So lernen Polizisten in Bayern, wie Sie kritische Situationen meistern

München/Rosenheim - In der Hand hält Johann Donaubauer einen Edding. Mit einem Schrei stürzt sich der Polizeihauptmeister (38) auf einen Kollegen. Der Angriff erfolgt mit solcher Wucht und Schnelligkeit, dass der Polizist im Overall nicht einmal dazu kommt, seine Waffe zu ziehen.
Links, rechts, oben, unten – das "Messer" ist so schnell, dass man die Bewegungen kaum sieht. Ein wildes Muster aus grünen Strichen überzieht Brust, Schulter und Oberkörper des Trainingspartners. "Ein Messer ist eine lebensgefährliche Waffe", sagt Johann Donaubauer.
Er ist Personenschützer und Experte für Kampftechnik: "Je näher ein Angreifer herankommt, um so schwerer wird es, ihn abzuwehren."
Donaubauer: "Das läuft nicht ab wie im Kino"
Johann Donaubauer war selbst schon in einer ähnlichen Situation. In München wurde er als junger Streifenpolizist nach Neuperlach geschickt: Häusliche Gewalt – ein Mann bedrohte seine Frau in einer Wohnung in der Quiddestraße. "Ich hatte damals zum Glück einen älteren Kollegen dabei, der die Situation im Griff hatte", sagt Johann Donaubauer.

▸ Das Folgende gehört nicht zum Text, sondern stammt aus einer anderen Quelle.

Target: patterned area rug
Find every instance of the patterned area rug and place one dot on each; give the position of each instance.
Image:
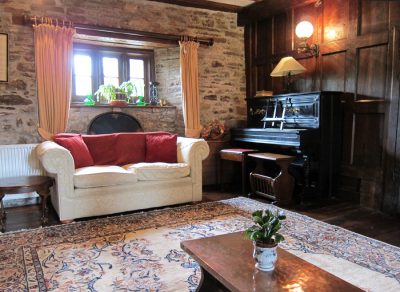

Inzwischen trainiert der 38-Jährige selbst Kollegen, damit sie gefährliche Einsätze mit heiler Haut überstehen. Täter, die im Umgang mit Messern geübt sind, stechen nicht nur zu. "Das läuft nicht ab wie im Kino", betont Hauptkommissar Christian Walter. "Die Angreifer fügen ihren Opfern tiefe Schnitte zu und verursachen dabei fürchterliche Verletzungen."
"271 Angriffe auf Polizisten gab es 2016, das sind 57 mehr als im Jahr davor, Tendenz steigend", sagt Polizeipräsident Robert Kopp. Sein Präsidium erstreckt sich von Traunstein über Rosenheim bis nach Weilheim.
Polizei-Training im stillgelegten Umspannwerk
Rund 15.000 Fälle von häuslicher Gewalt pro Jahr, Streit unter Paaren, in Familien im Freundeskreis. Meist sind es Männer, die ausflippen. Sie schlagen alles kurz und klein – bis jemand die Polizei alarmiert. "Wir wissen nicht, was uns im Einsatz erwartet, die Kollegen müssen auf alles vorbereitet sein", betont Christian Walter, der die Übungen koordiniert.
Die Beamten sollen lernen, kritische Situationen zu deeskalieren, die Streitenden auf Distanz zu halten und mit ihnen zu sprechen. "Die Erfahrung lehrt, wer redet, muss nicht schießen", sagen Trainer.
Jeder der rund 2.500 Polizisten im Präsidium Oberbayern Süd nimmt regelmäßig am Einsatztraining teil. Beamte im Außeneinsatz im Schnitt alle drei Monate, die Kollegen im Innendienst zwei Mal pro Jahr. Für die Ausbildung in Rosenheim hat das Präsidium ein stillgelegtes Umspannwerk gemietet.
"Hier können wir die unterschiedlichsten Szenarien trainieren", erklärt Vizepräsident Harry Pickert. Normale Einsätze, wie sie die Beamten jeden Tag erleben, aber auch Amok- oder Terrorlagen. Dafür haben die Polizisten im Streifenwagen eine spezielle Schutzausrüstung: schusssichere Weste, Oberkörperschutz, Helm, MP. Alles zusammen wiegt rund 25 Kilo. Christian Walter: "Sich im Einsatz sicher zu bewegen, zu schießen, muss immer wieder geübt werden."